Zitierlink: https://hdl.handle.net/21.11116/0000-0008-BF10-F
Zusammenfassung
Myxococcus xanthus is a model bacterium to study social behavior. At the
cellular level, the different social behaviors of M. xanthus involve
extensive cell-cell contacts. Here, we used bioinformatics, genetics,
heterologous expression and biochemical experiments to identify and
characterize the key enzymes in M. xanthus implicated in O-antigen and
lipopolysaccharide (LPS) biosynthesis and examined the role of LPS
O-antigen in M. xanthus social behaviors. We identified WbaP(Mx)

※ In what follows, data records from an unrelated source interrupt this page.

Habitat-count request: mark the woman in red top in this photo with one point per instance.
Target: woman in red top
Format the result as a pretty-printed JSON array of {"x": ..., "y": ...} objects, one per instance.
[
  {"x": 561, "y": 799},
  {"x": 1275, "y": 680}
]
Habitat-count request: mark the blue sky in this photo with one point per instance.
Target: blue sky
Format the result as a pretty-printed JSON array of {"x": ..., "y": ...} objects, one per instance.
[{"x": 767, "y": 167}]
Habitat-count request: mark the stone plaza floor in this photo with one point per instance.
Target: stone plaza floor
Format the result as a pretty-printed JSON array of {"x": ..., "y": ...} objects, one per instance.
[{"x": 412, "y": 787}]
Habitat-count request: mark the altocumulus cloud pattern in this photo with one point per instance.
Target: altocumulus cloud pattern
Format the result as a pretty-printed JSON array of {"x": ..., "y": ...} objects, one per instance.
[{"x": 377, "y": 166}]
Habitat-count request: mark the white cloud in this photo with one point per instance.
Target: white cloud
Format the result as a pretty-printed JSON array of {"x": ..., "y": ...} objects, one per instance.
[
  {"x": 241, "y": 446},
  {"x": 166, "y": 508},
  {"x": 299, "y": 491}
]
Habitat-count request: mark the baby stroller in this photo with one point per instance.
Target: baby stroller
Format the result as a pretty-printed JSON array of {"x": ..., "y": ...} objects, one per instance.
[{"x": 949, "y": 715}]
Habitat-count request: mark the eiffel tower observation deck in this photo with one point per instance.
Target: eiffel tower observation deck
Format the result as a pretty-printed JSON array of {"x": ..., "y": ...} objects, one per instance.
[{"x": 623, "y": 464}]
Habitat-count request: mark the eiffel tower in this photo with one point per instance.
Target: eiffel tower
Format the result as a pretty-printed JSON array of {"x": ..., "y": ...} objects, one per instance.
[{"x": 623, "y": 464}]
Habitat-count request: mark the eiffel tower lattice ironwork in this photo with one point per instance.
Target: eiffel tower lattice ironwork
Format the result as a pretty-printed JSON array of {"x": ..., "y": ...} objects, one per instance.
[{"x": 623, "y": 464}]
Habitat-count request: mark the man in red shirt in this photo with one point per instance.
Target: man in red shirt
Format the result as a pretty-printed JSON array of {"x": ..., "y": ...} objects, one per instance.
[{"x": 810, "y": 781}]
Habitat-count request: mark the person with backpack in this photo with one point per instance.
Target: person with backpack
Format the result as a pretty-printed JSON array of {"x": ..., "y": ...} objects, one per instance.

(MXAN_2922) as the polyisoprenyl-phosphate hexose-1-phosphate
transferase responsible for priming O-antigen synthesis. In heterologous
expression experiments, WbaP(Mx) complemented a Salmonella enterica
mutant lacking the endogenous WbaP that primes O-antigen synthesis,
indicating that WbaP(Mx) transfers galactose-1-P to
undecaprenyl-phosphate. We also identified WaaL(Mx) (MXAN_2919), as the
O-antigen ligase that joins O-antigen to lipid A-core. Our data also
support the previous suggestion that Wzm(Mx) (MXAN_4622) and Wzt(Mx)
(MXAN_4623) form the Wzm/Wzt ABC transporter. We show that mutations
that block different steps in LPS O-antigen synthesis can cause
pleiotropic phenotypes. Also, using a wbaP(Mx) deletion mutant, we
revisited the role of LPS O-antigen and demonstrate that it is important
for gliding motility, conditionally important for type IV pili-dependent
motility and required to complete the developmental program leading to
the formation of spore-filled fruiting bodies.